Ions play crucial roles in all aspects of cell biology. They trigger signaling cascades, regulate enzyme activities and control the pH of the intra- and extracellular media. The concentrations of free ions are therefore tightly regulated, and sudden changes in their intracellular levels can induce programmed cell death. However, this very fact has made it difficult to elucidate the complex mechanisms that control ion concentrations in cells. Because cells act rapidly to block the import of excess ions, they effectively resist attempts to manipulate intracellular ion levels. A research team led by Hanna Engelke and Evelyn Ploetz (Faculty of Chemistry and Pharmacy, LMU) has now synthesized nanoparticles that make it possible – for the first time – to rapidly trigger the large-scale release of ionic iron within cells in a controlled manner. This in turn precipitates a form of inflammatory cell death known as pyroptosis, a type of reaction that is specific to cells of the innate immune system. According to the new study, which appears in the journal Advanced Materials, the ability to induce pyroptosis on demand could in principle be utilized to eliminate malignant cells, and to trigger an immune reaction that is specifically directed against cancers.
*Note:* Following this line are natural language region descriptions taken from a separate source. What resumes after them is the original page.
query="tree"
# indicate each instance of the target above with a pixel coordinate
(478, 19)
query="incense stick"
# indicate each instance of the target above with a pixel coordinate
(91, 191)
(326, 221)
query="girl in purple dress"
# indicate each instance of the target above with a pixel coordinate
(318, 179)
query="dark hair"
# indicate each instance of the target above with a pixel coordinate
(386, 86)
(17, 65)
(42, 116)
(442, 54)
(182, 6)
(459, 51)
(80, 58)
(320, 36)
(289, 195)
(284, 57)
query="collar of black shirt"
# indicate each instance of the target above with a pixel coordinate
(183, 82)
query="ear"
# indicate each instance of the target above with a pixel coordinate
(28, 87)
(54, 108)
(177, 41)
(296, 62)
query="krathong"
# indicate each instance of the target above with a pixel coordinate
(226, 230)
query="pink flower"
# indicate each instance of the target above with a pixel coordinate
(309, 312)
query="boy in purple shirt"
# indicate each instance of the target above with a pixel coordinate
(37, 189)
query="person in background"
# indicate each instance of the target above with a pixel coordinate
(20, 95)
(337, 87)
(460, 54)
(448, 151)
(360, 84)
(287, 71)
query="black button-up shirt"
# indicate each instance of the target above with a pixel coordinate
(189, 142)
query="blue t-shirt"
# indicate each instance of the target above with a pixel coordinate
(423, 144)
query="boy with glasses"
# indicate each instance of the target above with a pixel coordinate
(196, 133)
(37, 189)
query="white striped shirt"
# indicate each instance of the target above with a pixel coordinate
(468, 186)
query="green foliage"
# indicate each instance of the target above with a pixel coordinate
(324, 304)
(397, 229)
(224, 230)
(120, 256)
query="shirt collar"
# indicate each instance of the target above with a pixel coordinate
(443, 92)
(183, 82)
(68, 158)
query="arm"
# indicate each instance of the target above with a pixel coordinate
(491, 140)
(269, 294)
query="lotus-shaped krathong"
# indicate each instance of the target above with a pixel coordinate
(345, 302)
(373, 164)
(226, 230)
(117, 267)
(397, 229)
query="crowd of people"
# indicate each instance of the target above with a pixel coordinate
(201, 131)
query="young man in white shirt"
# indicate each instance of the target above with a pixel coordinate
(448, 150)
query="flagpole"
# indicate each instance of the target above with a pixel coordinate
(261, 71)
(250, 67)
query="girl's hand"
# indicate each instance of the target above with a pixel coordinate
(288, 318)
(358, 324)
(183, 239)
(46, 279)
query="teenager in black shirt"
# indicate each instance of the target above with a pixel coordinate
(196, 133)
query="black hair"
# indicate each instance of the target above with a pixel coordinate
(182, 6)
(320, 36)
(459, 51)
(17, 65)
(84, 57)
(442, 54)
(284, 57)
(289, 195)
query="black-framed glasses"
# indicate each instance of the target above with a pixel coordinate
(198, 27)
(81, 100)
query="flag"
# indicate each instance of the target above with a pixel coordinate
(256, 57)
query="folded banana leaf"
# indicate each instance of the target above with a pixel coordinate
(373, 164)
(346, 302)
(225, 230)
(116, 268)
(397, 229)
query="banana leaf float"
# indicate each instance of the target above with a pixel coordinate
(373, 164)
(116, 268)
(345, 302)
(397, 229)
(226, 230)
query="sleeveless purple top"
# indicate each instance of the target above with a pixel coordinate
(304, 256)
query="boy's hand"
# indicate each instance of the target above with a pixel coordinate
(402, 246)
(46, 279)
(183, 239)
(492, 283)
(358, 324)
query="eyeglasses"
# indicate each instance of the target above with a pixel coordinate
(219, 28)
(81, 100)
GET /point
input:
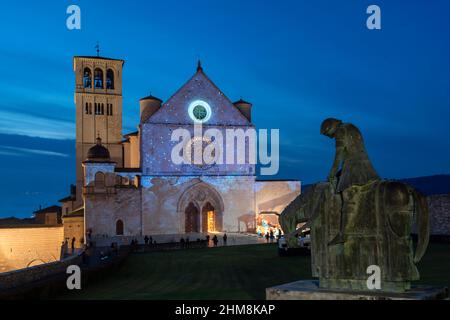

The rapid-release effect is a direct result of the structural properties of the nanoparticles, which belong to a class of substances known as metal-organic frameworks (MOFs). The interstices formed by these frameworks provide identical binding sites to which other substances – in this case, iron-oxygen complexes – can be specifically attached. “Structurally, these binding sites are tiny hexagons that are connected to each other by organic linker molecules,” Ploetz explains. “MOFs can be thought of as scaffolds, and the pores within each nanoparticle are large enough to allow reaction partners to diffuse into them.” In addition the nanoparticles are coated with lipids, which enables them to be taken up by cells.
Once inside the cell, the nanoparticles are transported into organelles called lysosomes, where they are degraded. “We were able to demonstrate that the rate of degradation depends on the pH of the extracellular medium. If the pH value is relatively low, as it is in an acidic milieu, degradation occurs rapidly, which results in a sudden and massive release of iron ions,” Ploetz says. She and her colleagues suspect that this effect is attributable to the fact that, under mildly acidic conditions, the reduced form of the amino acid cysteine – which promotes the dissolution of the nanoparticles – is present in excess.
“We were particularly surprised to find that the release of iron from the nanoparticles did not induce ferroptosis, as one might expect in the presence of excess iron. Instead, they trigger a reaction known as pyroptosis,” says Ploetz. Induction of pyroptosis in cells of the innate immune system results in a strong inflammatory reaction, which kills the cell concerned, but may serve as a signal that activates anti-tumor immunity.
The authors point out that these nanoparticles have great potential as therapeutic agents, particularly in the treatment of malignant tumors. “The extracellular medium within tumors is more acidic than that associated with normal cells. In principle, this pH difference could be exploited for the targeted release of the iron within the tumor environment. That would enable the nanoparticles to attack the primary tumor directly, while inducing pyroptosis to activate the immune system,” says Ploetz. “But because their properties can be readily controlled by altering the pH, they are also ideally suited for application in other contexts.”